= Hypoalgesic effect of swearing =

Pain relief by use of profanity

Research into the hypoalgesic effect of swearing has shown that the use of profanity can help reduce the sensation of pain. This phenomenon is particularly strong in people who do not use such words on a regular basis.

==Effect==
The effect has been described as being a form of stress-induced analgesia, with swearing due to a painful stimulus being a form of emotional response. However, it is as yet unclear how swearing achieves the physical effects that have been described in the research. Swearing in response to pain may activate the amygdala which in turn triggers a fight-or-flight response. This then leads to a surge in adrenaline, a natural form of pain relief.

==Research==
Researchers from Keele University conducted a number of initial experiments in 2009 to examine the analgesic properties of swearing. Richard Stephens, John Atkins, and Andrew Kingston published "Swearing as a Response to Pain" in NeuroReport, finding that some people could hold their hands in ice water for twice as long as usual if they swore compared to if they used neutral words. They also reported feeling less pain. Stephens therefore says "I would advise people, if they hurt themselves, to swear".

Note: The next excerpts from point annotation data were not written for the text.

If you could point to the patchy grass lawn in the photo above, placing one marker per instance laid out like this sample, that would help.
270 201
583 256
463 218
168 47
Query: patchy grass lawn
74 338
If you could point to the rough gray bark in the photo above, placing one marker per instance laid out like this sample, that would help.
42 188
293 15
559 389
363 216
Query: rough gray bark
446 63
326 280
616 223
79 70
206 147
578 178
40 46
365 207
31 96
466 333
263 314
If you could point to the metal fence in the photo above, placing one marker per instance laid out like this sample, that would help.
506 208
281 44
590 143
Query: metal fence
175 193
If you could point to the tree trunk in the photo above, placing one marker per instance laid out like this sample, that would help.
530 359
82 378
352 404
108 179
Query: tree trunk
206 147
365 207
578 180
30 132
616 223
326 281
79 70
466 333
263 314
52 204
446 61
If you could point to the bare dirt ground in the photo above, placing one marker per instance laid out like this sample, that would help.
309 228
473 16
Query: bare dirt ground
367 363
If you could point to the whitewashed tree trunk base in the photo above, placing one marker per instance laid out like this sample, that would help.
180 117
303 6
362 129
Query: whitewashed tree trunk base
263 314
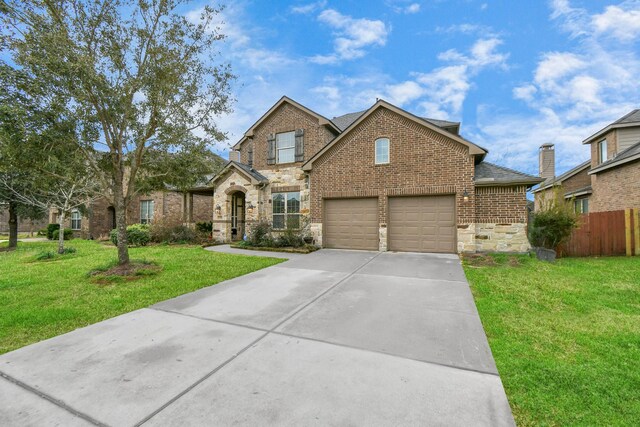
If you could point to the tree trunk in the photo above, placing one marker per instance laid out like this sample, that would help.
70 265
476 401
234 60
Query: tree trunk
61 232
13 225
121 225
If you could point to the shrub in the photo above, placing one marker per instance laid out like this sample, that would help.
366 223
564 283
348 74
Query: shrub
204 227
45 255
553 224
175 232
50 229
68 234
260 234
137 235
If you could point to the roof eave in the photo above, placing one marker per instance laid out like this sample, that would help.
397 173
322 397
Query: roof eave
609 128
473 148
615 164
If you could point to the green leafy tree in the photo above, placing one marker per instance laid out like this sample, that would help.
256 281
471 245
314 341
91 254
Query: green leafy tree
150 77
41 169
554 222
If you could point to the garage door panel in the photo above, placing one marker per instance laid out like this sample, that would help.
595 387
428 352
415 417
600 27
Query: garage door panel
422 224
351 224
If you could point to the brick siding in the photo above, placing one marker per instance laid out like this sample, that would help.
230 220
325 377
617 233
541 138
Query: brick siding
616 188
286 118
421 162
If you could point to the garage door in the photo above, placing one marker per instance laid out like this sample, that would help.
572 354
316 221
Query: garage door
351 224
422 224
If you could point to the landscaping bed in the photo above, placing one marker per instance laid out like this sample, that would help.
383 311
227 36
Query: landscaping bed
565 336
40 299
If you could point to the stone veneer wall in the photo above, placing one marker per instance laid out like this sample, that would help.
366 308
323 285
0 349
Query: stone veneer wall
501 220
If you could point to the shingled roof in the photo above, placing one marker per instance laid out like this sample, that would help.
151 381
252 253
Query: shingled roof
489 174
631 119
344 121
630 154
556 180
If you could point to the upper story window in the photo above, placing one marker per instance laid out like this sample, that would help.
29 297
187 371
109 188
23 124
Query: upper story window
286 147
146 211
382 151
76 220
286 210
602 151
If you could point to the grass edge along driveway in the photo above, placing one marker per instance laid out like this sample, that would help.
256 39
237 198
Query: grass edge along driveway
565 336
42 299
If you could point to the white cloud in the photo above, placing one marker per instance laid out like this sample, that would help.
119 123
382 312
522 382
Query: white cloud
309 8
351 36
439 93
572 93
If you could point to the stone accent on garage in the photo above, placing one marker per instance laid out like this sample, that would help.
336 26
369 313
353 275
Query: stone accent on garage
501 237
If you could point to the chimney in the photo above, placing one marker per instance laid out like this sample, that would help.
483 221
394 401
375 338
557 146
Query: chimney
547 163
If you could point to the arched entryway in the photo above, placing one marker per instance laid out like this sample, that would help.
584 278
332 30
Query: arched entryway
237 211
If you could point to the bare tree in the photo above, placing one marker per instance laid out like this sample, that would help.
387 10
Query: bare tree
147 75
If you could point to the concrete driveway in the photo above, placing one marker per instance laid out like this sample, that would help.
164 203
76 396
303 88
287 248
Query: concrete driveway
330 338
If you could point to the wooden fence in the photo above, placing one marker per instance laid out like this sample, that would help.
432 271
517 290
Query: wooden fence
605 234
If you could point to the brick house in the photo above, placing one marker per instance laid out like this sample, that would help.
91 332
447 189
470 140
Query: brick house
609 180
380 179
97 221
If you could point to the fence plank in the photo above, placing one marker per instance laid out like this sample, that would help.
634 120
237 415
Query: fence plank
636 227
603 234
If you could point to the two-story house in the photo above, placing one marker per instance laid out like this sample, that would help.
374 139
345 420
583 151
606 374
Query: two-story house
609 180
380 179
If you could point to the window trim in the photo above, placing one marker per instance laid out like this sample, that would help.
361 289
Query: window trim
388 154
149 217
285 213
74 220
603 144
292 148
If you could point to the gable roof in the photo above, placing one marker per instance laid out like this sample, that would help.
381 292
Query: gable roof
473 148
254 176
549 182
490 174
629 155
346 120
321 119
631 119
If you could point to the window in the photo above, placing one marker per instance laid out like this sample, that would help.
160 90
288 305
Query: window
602 151
286 210
76 220
146 211
286 147
382 151
581 205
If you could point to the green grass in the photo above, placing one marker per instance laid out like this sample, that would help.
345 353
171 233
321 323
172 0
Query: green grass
565 336
42 299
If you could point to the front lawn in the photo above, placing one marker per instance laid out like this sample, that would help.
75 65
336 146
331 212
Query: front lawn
565 336
42 299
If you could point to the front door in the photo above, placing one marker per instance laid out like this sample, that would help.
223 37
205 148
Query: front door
237 216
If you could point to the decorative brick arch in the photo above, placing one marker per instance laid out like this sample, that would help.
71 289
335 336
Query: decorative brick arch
235 188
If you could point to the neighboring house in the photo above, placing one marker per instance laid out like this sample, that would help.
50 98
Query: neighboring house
380 179
609 181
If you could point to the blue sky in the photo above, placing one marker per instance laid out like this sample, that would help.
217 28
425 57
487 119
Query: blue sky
516 73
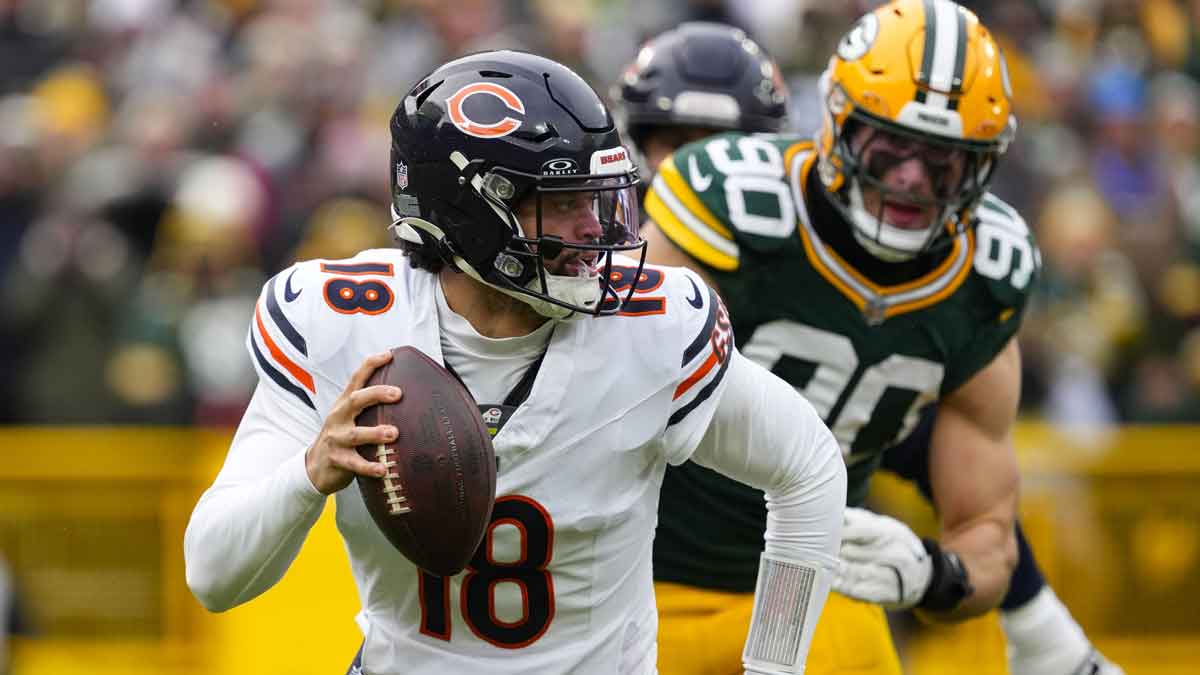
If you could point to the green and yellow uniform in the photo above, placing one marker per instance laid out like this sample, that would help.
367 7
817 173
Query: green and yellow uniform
868 344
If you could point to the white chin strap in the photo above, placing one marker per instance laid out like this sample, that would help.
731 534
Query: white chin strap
579 291
881 239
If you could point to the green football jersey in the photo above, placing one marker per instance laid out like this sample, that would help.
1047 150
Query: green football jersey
868 356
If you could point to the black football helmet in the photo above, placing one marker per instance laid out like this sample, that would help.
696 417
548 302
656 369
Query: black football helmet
705 75
480 135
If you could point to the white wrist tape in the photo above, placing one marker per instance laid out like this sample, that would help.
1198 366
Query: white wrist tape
789 598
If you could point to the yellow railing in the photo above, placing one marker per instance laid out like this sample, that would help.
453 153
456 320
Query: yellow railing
93 520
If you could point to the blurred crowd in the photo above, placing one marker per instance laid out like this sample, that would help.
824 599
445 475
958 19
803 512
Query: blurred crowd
160 159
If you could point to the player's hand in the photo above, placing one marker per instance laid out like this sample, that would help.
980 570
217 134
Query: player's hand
881 561
333 460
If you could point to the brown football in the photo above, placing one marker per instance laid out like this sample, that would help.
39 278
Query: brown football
437 499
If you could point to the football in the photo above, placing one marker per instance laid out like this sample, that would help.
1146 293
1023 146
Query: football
436 500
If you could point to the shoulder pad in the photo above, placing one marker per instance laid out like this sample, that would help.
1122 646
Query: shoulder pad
1007 257
297 324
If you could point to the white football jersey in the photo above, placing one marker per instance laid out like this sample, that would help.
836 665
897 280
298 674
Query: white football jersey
562 581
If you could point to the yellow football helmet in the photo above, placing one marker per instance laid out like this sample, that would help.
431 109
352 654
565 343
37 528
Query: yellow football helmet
929 72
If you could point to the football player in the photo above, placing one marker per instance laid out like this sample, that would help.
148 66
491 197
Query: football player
691 82
874 272
521 269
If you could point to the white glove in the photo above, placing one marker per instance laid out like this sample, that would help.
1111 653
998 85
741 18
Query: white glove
881 561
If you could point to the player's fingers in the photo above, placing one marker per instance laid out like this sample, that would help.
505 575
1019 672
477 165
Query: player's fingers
355 436
354 463
364 372
371 395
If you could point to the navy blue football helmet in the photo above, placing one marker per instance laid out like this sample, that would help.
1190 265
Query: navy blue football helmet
483 133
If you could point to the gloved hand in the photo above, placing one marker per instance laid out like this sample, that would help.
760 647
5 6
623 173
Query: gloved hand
882 561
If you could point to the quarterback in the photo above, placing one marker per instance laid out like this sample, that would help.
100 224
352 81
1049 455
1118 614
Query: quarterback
874 272
520 268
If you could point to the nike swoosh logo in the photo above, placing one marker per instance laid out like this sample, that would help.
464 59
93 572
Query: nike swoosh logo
699 180
696 302
288 294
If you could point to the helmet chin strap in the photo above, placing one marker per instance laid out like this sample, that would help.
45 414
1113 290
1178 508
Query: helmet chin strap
579 291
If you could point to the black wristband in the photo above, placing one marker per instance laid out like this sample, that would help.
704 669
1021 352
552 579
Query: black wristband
948 585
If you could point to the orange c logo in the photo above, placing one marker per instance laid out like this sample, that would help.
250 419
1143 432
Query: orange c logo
472 127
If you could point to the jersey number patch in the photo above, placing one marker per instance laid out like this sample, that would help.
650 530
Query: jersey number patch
492 569
759 202
865 407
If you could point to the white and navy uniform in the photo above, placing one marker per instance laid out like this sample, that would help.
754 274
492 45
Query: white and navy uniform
564 584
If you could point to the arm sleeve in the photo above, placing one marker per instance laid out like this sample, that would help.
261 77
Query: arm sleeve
250 524
766 435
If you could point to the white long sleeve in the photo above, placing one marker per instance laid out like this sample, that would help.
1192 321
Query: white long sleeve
766 435
249 525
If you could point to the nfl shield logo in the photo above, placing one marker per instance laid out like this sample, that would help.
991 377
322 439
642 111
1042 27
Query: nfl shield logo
402 175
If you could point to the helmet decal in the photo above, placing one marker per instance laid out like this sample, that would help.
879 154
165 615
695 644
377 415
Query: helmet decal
538 214
856 43
564 166
943 54
611 161
501 129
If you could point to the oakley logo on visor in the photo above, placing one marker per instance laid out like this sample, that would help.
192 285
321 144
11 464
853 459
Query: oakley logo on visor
456 107
559 167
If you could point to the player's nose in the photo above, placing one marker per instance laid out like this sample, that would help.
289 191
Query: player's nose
586 225
911 175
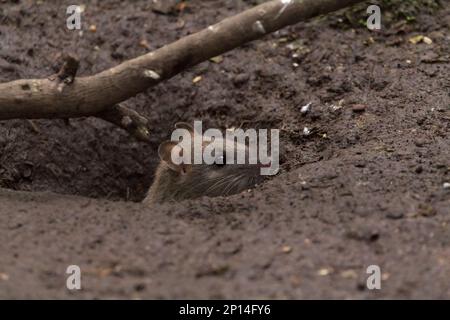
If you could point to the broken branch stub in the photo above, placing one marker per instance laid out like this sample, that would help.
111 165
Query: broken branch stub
95 95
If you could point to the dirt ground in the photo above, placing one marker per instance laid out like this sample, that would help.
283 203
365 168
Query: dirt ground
366 187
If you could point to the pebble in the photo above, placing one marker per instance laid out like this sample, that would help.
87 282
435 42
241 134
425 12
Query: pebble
241 79
305 109
359 108
394 215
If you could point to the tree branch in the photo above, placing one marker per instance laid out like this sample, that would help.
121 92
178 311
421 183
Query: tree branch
94 95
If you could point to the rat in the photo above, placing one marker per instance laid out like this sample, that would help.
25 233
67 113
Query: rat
176 182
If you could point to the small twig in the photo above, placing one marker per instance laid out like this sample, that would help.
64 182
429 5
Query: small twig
128 120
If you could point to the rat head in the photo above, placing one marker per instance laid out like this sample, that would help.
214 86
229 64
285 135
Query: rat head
214 175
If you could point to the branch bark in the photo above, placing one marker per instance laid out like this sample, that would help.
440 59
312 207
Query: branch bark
99 94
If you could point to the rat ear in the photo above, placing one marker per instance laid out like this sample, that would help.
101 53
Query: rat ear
165 154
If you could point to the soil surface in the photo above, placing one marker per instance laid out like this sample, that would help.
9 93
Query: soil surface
366 187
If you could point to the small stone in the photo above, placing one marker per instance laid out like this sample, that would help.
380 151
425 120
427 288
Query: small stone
144 43
197 79
349 274
427 40
241 79
420 142
324 271
305 109
426 210
394 215
217 59
4 276
306 131
286 249
358 108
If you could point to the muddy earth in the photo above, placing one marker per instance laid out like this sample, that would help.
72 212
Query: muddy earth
369 184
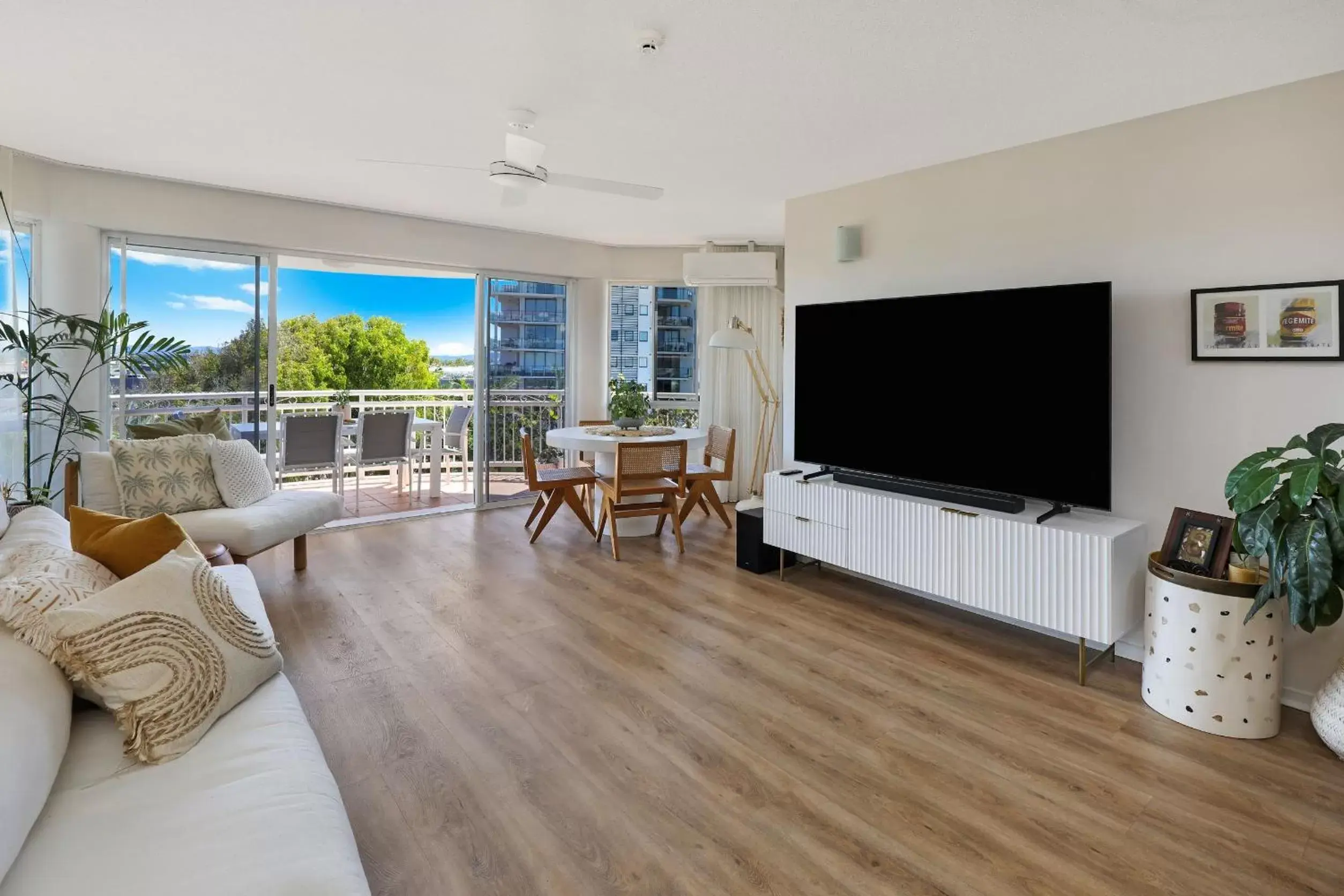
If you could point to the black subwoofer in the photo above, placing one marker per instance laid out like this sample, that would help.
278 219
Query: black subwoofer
753 552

Further research by Stephens and colleague Claudia Umland was published under the title "Swearing as a Response to Pain – Effect of Daily Swearing Frequency" in The Journal of Pain on 1 December 2011. They showed that subjects who indicated that they swore regularly each day did not demonstrate any or as much improvement in tolerance. Stephens theorises that the emotional attachment that a person has to a swearword affects the results. People who rarely use such words place a higher emotional value on them. In addition to their research Harvard psychologist Steven Pinker wrote in The Stuff of Thought that "humans are hardwired to swear cathartically ... Swearing probably comes from a very primitive reflex that evolved in animals."

The experiments were repeated on television in episodes of MythBusters and Fry's Planet Word, both seeming to confirm the findings. The original research team of Stephens, Atkins, and Kingston were awarded the Ig Nobel Peace Prize in 2010 for their study.

In 2017 researchers from Massey University examined whether verbal swearing would similarly reduce psychological pain. Using a similar method as Stephens and colleagues, Philipp and Lombardo found that people reported an emotionally distressing memory as less painful after swearing.